ECLI:NL:CRVB:2023:436
Centrale Raad van Beroep
- Hoger beroep
- Rechtspraak.nl
Beoordeling van arbeidsongeschiktheid en WIA-uitkering in hoger beroep
In deze zaak gaat het om een hoger beroep van appellant tegen de uitspraak van de rechtbank Midden-Nederland, waarin de rechtbank het beroep van appellant tegen een besluit van het Uwv ongegrond heeft verklaard. Appellant, die sinds 2012 arbeidsongeschikt is door darmklachten, heeft in 2014 een WGA-uitkering ontvangen. Na een herbeoordeling in 2021 heeft het Uwv vastgesteld dat appellant per 21 februari 2021 recht heeft op een WGA-uitkering met een arbeidsongeschiktheid van 43,42%. Appellant is het niet eens met deze beoordeling en stelt dat hij volledig arbeidsongeschikt is.

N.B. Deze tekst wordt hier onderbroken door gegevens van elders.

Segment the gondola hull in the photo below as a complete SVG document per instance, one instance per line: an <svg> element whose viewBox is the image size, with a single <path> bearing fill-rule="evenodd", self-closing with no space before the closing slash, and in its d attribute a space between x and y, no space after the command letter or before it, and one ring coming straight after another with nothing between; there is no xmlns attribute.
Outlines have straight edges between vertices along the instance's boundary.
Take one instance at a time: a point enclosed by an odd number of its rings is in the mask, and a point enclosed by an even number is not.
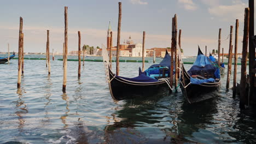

De Centrale Raad van Beroep heeft op 8 maart 2023 uitspraak gedaan. De Raad oordeelt dat de rechtbank terecht heeft geoordeeld dat er geen nieuwe medische informatie is overgelegd die de eerdere beoordeling van het Uwv kan ondermijnen. De verzekeringsarts bezwaar en beroep heeft afdoende gemotiveerd waarom de door de primaire arts aangenomen beperkingen gevolgd worden. De Raad bevestigt dat de functies die aan het bestreden besluit ten grondslag zijn gelegd, in medisch opzicht passend zijn voor appellant.
De Raad komt tot de conclusie dat het hoger beroep van appellant niet slaagt en bevestigt de uitspraak van de rechtbank. Er is geen aanleiding voor een veroordeling in de proceskosten.